Many authorities do permit it, however. Rabbi Yisroel Belsky zt”l from the OU has stated several times that this issue is not new and that the issue was presented to Rabbi Feinstein during his lifetime and he permitted it.
However, Rabbi Asher Zimmerman, zt”l told this author that the leniency in this case is far from simple and was one of the Rabbis that spearheaded the changes when the issue arose once again in the very late 1980’s.
Yet another change in Cholov Yisroel halachic leniencies has occurred in butter. The Ramah in the Shulchan Aruch allows the consumption of non-Cholov Yisroel butter and Ashkenazic Jewish families that were careful to only eat Cholov Yisroel were lenient in regard to butter based upon this Ramah. The United States, however, changed the ingredient listing requirements a number of years ago and allowed companies to include whey in the butter mix without changing the ingredients. In other words, a butter company can still label the product 100% grade A butter even though whey products may be included in the butter mixture.
Since whey is significantly cheaper than butter and is a solid, there is a concern that whey is included in the butter.

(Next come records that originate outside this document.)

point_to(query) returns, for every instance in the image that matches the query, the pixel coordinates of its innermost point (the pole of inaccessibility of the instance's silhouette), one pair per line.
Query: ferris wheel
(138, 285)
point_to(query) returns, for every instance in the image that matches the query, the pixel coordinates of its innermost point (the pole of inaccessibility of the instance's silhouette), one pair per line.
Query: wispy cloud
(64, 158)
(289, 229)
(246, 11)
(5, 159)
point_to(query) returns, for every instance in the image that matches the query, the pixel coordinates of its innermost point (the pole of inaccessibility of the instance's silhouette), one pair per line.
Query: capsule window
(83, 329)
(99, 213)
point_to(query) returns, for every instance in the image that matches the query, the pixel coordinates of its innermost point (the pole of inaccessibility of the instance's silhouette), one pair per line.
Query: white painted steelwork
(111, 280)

This is another example as to how modern changes in both the law and in manufacturing affects halachic observance. Many Cholov Yisroel families are unaware of this change. This is why it can be important to be up to date.

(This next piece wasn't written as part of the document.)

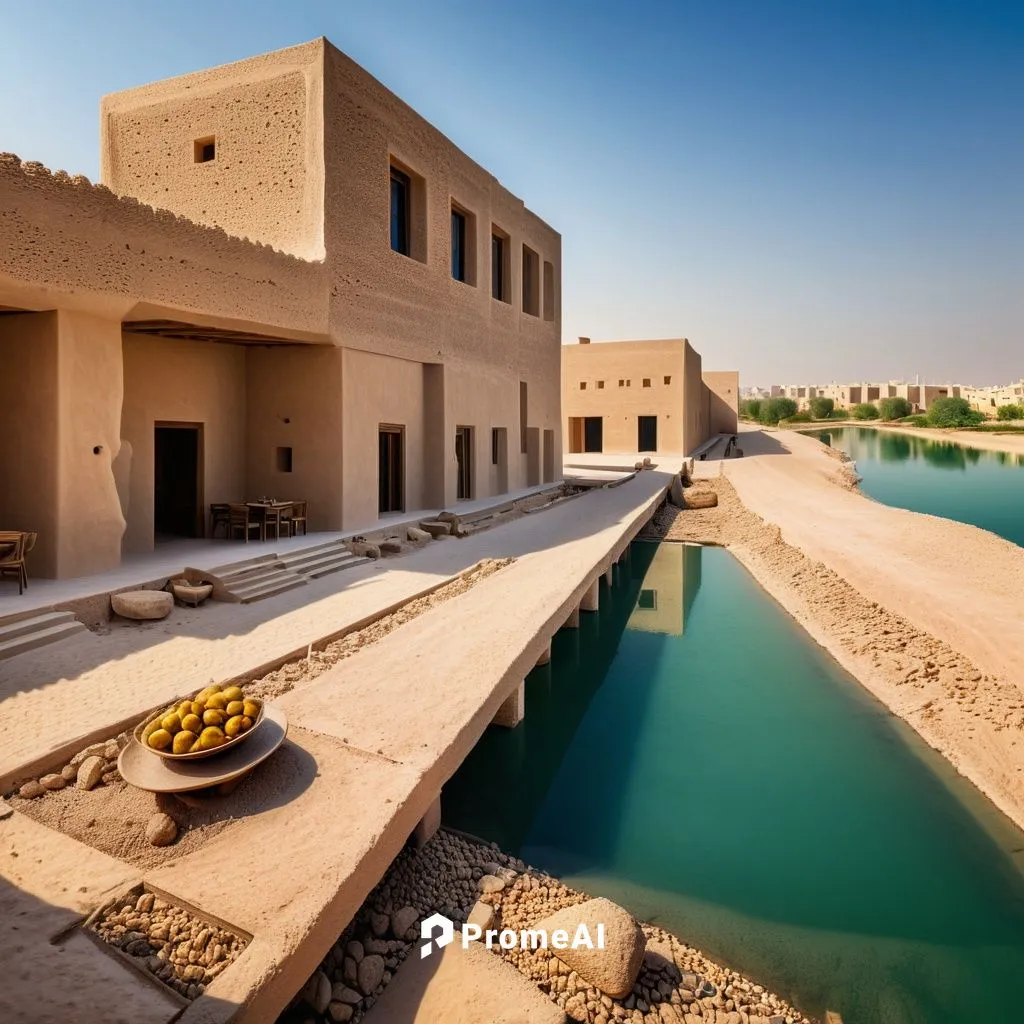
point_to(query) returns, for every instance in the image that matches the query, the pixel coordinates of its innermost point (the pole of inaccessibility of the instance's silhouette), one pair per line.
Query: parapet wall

As a historical point, the first commercial Cholov Yisroel dairy in the United States was started in Ozone Park, Queens in 1903, by Isaac Balsam, a Melitzer Chassid, originally from Poland. At its peak his farm had over 300 cows and he had a shul on the farm as well. The area is now known as Balsam Village.

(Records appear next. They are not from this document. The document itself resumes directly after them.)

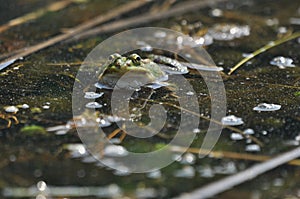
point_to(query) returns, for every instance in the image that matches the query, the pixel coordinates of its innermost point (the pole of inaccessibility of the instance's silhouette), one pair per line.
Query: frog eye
(114, 56)
(135, 58)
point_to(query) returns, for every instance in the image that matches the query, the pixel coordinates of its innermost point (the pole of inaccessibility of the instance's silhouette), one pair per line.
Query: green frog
(153, 70)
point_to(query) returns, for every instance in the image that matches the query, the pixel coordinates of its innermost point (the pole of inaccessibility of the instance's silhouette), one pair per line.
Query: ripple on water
(228, 32)
(92, 95)
(232, 120)
(252, 148)
(267, 107)
(185, 172)
(11, 109)
(115, 151)
(282, 62)
(236, 136)
(93, 105)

It is also interesting to note that, contrary to popular thought, Rav Feinstein was not the first authority to allow the consumption of non-Cholov Yisroel milk produced in the United States. In the 1930’s, some of the Cholov Yisroel producers were not so scrupulous in their business practices, and knowing that they had a relatively captive market, tended to water down the milk to increase profits.
Rabbinic leaders were incensed and, until the situation would be rectified ruled that, under such circumstances, one would be permitted to adopt the lenient view of the Pri Chodosh (Yore Deah 115:15) who permitted the consumption of chalav akum when the non-kosher milk is less expensive than the kosher variety.
Thus, Rabbi Dovid Leibowitz zt”l, a great nephew of the Chofetz Chaim, temporarily introduced regular American milk into the then newly launched Yeshiva Chofetz Chaim on South Ninth Street in Brooklyn. The Pri Chodosh himself consumed such milk when he was living in Amsterdam and explained that the Mishnah requiring a Jew to supervise the milking was only when their existed an incentive to adulterate the milk.
The Chazon Ish, as well in his work on Yore Deah (See Chazon Ish 41:4) did provide a theoretical rationale that seems to back up certain points made by Rabbi Feinstein. The Chazon Ish, however, never implemented these leniencies into actual practice.
Generally speaking, however, the custom of Torah observant Jewry at the time was to follow the view of the Chsam Sofer (responsa YD #107) who rejected the view of the Pri Chodosh. Indeed, the Chsam Sofer wrote that anyone who observes this leniency deserves the application of the verse “uporeitz geder yishachenu nachash (see Koheles 10:8)” violating this important rabbinic law deserves to be punished by being bitten by a snake (See tractate Avodah Zarah 27a).
It is interesting to note, however, that, apparently in response to the new reality, the OU’s policy, as told to this author, is now to rely upon the Pri Chodosh.